A continuous load is one that operates at maximum current for 3 hours or more. The NEC requires the breaker to be rated at 125% of the continuous load current because sustained current causes more heat buildup in breaker contacts and conductors than intermittent current does. This extra margin prevents nuisance tripping and reduces fire risk.
Why does ambient temperature affect the breaker size?
Conductors carry heat away by convection. When ambient temperature is high, the conductor cannot dissipate heat as effectively, so its safe current-carrying capacity (ampacity) decreases.
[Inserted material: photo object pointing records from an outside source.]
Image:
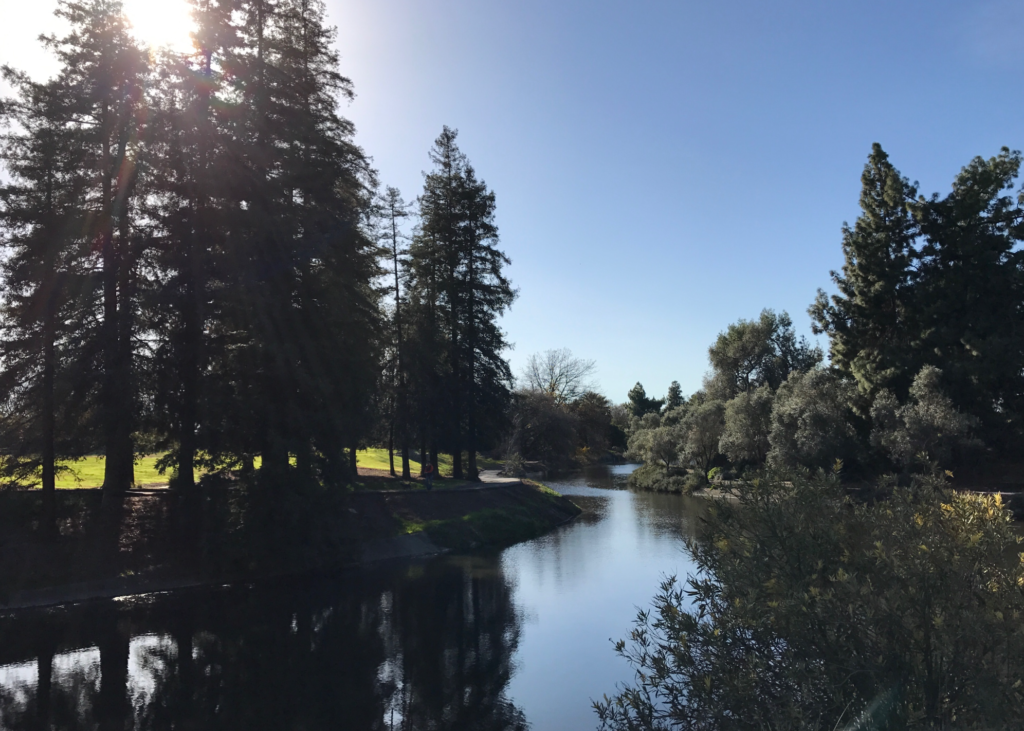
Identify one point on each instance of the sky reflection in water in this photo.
(507, 641)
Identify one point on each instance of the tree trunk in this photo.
(112, 471)
(424, 457)
(390, 446)
(49, 519)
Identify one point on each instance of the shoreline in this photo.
(432, 524)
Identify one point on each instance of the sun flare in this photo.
(161, 23)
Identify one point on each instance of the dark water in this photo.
(510, 641)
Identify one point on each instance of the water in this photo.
(515, 640)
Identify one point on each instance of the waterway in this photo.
(515, 640)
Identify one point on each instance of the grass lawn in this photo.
(88, 472)
(376, 459)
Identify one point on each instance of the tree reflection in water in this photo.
(426, 646)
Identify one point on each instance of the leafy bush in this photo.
(809, 611)
(514, 466)
(929, 428)
(655, 478)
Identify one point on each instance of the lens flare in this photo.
(161, 23)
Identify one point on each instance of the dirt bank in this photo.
(159, 545)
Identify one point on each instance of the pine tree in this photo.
(458, 275)
(187, 176)
(101, 81)
(675, 397)
(45, 277)
(972, 289)
(301, 259)
(488, 294)
(869, 323)
(391, 210)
The NEC provides correction factors for temperatures above 30°C. If you do not account for high ambient temperature, the wire can overheat even if the breaker never trips.
What is a power factor and how does it affect breaker sizing?
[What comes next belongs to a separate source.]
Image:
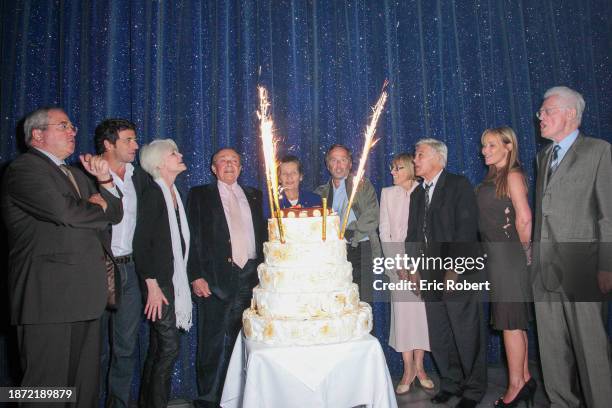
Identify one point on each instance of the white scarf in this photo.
(182, 293)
Power factor is the ratio of real power (watts) to apparent power (volt-amperes). A low power factor means the circuit draws more current than the true power alone would suggest. Because breakers and wires respond to current, not watts, a load with a power factor of 0.7 draws about 43% more current than an identical wattage load with PF = 1.0, requiring a larger breaker.
Can I use a breaker smaller than the next standard size above my design current?
No. The breaker must be rated at or above the design current to avoid nuisance tripping under normal load. Always round up to the next standard breaker size. Installing an undersized breaker is a code violation and creates a fire hazard. Installing an oversized breaker without a correspondingly larger conductor is equally dangerous.
How does three-phase power change the calculation?
In a balanced three-phase system, power is distributed across three conductors, so each conductor carries less current than in an equivalent single-phase circuit. The formula I = P / (√3 × V × PF) divides the power by √3 (approximately 1.732) times the line-to-line voltage. This typically results in smaller breakers and thinner wires compared to single-phase at the same total power.
Does this calculator account for conduit fill and voltage drop?
No. This calculator applies the basic NEC 310.15 temperature correction and continuous-load derating. Long cable runs can require a larger gauge wire to limit voltage drop to 3–5%, and multiple conductors bundled in a conduit require additional derating. Always consult the full NEC tables or a licensed electrician for final wire and breaker selection.